As a matter of fact, the Pacific Tsunami Warning Centre (PTWC), in accordance with international protocols, sent an alert in less than 10 minutes of the earthquake’s occurrence.
What came late, according to Director of the National Emergency Management Organisation (NEMO), was not the information that the earthquake met the key parameters, a magnitude of 7.0 or greater and a depth of less than 100 kilometres, that could potentially trigger a tsunami, but that a wave was generated.
“We did receive the alert in terms of a tsunami threat or a tsunami advisory from the Pacific Tsunami Warning Centre.
“You have different stages where they send different alerts but in terms of whether a tsunami wave was actually generated, we did not know that until much later, when it was actually picked up off a tide gauge off Mexico…which is almost over an hour later,” Forbes explained, while noting that the wave was less than a meter.
“We got all the alerts from the time the earthquake occurred,” Forbes stressed, while adding that with the information they received, they could have made a decision about whether or not there needed to be evacuations because of a tsunami threat.
“…the science already tells what type of zone or type of fault that is, whether it’s a subduction or whether it’s the strike fault…so you will have an idea whether it’s quick that you need to make an alert.
“We were never under threat from that particular earthquake…but we were monitoring and saying ‘what happened?’…because what usually happens is within half an hour, then they will send out another alert and show you if tsunami waves are generated,” Forbes explained.

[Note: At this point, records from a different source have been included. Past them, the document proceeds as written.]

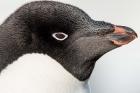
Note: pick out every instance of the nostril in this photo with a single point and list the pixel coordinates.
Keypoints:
(125, 30)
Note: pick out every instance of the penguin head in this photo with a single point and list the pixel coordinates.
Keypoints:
(62, 31)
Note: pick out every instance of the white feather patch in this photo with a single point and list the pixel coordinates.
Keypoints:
(38, 73)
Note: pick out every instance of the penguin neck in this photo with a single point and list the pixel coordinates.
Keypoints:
(38, 73)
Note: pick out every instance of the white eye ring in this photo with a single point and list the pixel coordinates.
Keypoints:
(60, 36)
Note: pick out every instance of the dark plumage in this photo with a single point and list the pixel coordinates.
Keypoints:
(30, 29)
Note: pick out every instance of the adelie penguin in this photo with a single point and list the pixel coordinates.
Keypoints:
(52, 47)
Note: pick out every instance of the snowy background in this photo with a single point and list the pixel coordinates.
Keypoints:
(119, 70)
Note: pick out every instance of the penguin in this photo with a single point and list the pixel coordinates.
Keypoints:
(52, 47)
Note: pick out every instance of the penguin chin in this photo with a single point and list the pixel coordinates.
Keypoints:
(35, 73)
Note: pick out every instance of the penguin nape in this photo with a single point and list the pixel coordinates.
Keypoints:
(59, 33)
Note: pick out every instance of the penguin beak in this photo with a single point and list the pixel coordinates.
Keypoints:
(122, 35)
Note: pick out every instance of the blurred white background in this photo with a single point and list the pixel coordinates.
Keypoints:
(119, 70)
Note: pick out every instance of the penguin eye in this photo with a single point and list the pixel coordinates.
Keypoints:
(60, 36)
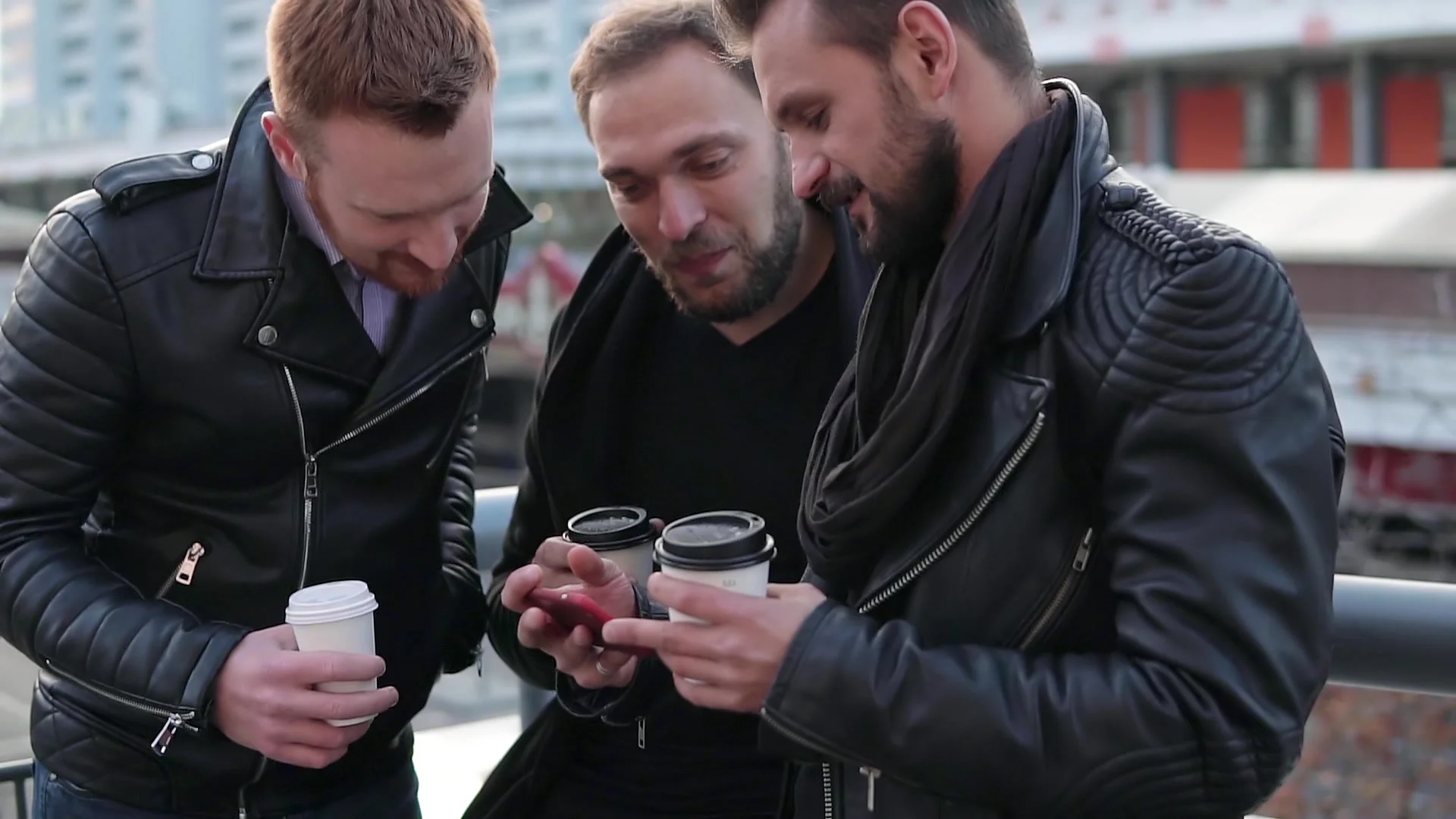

She noted that this information came about 90 minutes after and, “we were kind of startled by that fact”.
Forbes stressed that the National Emergency Management Organisation (NEMO), is committed to tsunami preparedness, but critical gaps in the region’s monitoring capabilities need to be addressed with more equipment, and the delay in confirming the presence of tsunami waves underscores the need for more instruments in the region.
She said what is needed is sufficient tide gauges and buoys that can detect oceanic disturbances in real-time, but noted that these instruments are expensive to install and maintain, and in the case of SVG, the one located in Chateaubelair is being tampered with, and sometimes even damaged when thieves remove the solar panel.
“They go and open it and interfere with it so we have had to replace things, and keep replacing…when you go sometimes, it’s open and you have to lock it back.
“We had to put on an extra lock on it and so on,” Forbes stressed, as she urged culprits to leave the equipment alone.